Trouble is he has made one major bad judgement by betting on a Russian copper mine and as search has stretched himself thin  financially enough to need a friend to pitch in $400 million to plug the hole in the books till he can sell his firm to a bank and pay back the loan.

That seems the least of his worries when his mistress is accidentally killed in an accident in which he is the driver. He desperately toils to keep the strings that bind his life together from unraveling. Eager to keep this news from flowing out as he is on the eve of a multi-million dollar sale of his company. He treads the path of a financial philanderer,criminal fugitive and family outcast. Its utterly amazing how the Richard Gere character manages to keep all the  various parts of his world together under the most intense pressures.

Given the enduring global financial crisis and the 2008 meltdown, the movie clearly takes a dig at Wall street excesses, financial impropriety, 'cooking the books' in the investment world and the facade that is the public image of ultra success. This is  clearly a morality tale in the frame of 'Changing Lanes',and 'Wallstreet'.

Without torturing you with financial and investment- world jargon, 'Arbitrage' is very accessible to the ordinary viewer.

It is hard to believe the movie is directed by a first-time director.

For me, 'Arbitrage' is the best movie I have seen this year and I have seen a couple of them this year.

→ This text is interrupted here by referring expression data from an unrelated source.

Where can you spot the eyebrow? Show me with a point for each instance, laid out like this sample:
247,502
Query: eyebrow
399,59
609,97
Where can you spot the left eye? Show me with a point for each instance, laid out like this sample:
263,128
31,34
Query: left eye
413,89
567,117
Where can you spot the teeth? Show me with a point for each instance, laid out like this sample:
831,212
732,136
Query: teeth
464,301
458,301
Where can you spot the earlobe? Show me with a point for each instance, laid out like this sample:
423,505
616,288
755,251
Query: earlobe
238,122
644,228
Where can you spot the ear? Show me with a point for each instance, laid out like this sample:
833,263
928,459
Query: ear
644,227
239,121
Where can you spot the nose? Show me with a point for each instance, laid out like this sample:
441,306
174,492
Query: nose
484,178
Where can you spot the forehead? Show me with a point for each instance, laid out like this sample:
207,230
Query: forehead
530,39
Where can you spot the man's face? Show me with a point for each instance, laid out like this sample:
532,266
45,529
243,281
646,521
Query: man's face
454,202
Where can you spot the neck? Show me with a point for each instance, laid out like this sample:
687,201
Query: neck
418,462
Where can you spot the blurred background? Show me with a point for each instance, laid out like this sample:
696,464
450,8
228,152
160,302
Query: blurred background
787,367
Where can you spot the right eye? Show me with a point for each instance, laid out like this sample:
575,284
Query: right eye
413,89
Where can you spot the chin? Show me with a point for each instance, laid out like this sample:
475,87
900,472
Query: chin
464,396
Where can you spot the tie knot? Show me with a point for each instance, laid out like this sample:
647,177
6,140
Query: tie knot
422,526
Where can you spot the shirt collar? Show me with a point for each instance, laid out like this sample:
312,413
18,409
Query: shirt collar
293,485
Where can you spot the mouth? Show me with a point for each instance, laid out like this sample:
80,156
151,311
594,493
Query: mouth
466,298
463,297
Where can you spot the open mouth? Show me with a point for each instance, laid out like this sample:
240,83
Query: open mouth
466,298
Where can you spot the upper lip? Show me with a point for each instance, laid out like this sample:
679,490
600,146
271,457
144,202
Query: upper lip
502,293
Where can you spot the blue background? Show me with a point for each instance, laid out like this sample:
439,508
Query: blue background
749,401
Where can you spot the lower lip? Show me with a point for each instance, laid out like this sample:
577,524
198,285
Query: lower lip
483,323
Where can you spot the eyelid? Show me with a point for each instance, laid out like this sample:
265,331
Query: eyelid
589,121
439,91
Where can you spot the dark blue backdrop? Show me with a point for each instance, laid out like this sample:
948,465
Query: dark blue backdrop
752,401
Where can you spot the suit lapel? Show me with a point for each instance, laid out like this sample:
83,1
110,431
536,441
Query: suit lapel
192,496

Saturday, December 8, 2012

Francis Imbuga is dead

I met him when I was hardly 15.  The man was a genius.
He really could tell the story of the disillusionment of post-independence Africa like no dramatist I knew.
And I was a young, skinny secondary school student but could still read into his play 'Betrayal in the City' way beyond my years.
I only learnt later that Francis Imbuga was Kenyan.
The fictionalized country of Kafira seemed more akin to  1960s Nigeria or some other hard-knock African tragedy. Kenya seemed a little more distant from his world of Kafira.
And the soliloquies of his protagonist (Mulili) were steeped in high-grade philosophy.
I actually didnt meet Francis Imbuga in real life. I met him through his works.
'Betrayal in the City' was a set play in O' level literature in English but I fell in love instantly.
We memorized those lines long after we had to pass O' level literature.
The year was 1990 and I was an impressionable student of literature in English at Mbarara High School.
It is these kinds of works of literature that set me on the path to liberal arts even when I vaguely wanted to be an engineer- a childhood answer to 'what do you be when you grow up?'.
As a student of literature, our task was clear in making a 'literary appreciation' of a play such as 'Betrayal in the City'.
Oh I still remember, the themes and ideas, dramatization, character and characterization,  use of language and choice of words...
I could very well do a damn national exam in that play if I was required to like I was in those grey days in 1992.
'Betrayal in the City' is a play set in a fictional country of Kafira but it could well be post independent Uganda, Kenya, Nigeria, Zambia.. name it.
It is a story of dashed hopes of post independence Africa. The British Colonialists are replaced by African elite who actually  end up being 'an enemy of the people'to paraphrase another illustrious work of literature.
I still recall a line in the play 'the fruits of Independence, we get them second hand'.
Some say we were better off under the British. A little extreme there but look at all the corruption, mal administration, political thuggery, mass poverty, dilapidated hospitals and Schools and yet look at the top of the range Mercedes Benzes,Swiss bank accounts, the latest private jets..the sheer opulence of African elite amidst the crushing poverty and hopelessness of the African people.
'When the troubles of an entire nation disturbs a solitary mind, it is not enough to say the man is mad'.
Fare thee well, Francis Imbuga. I was blind and you began to open my eyes.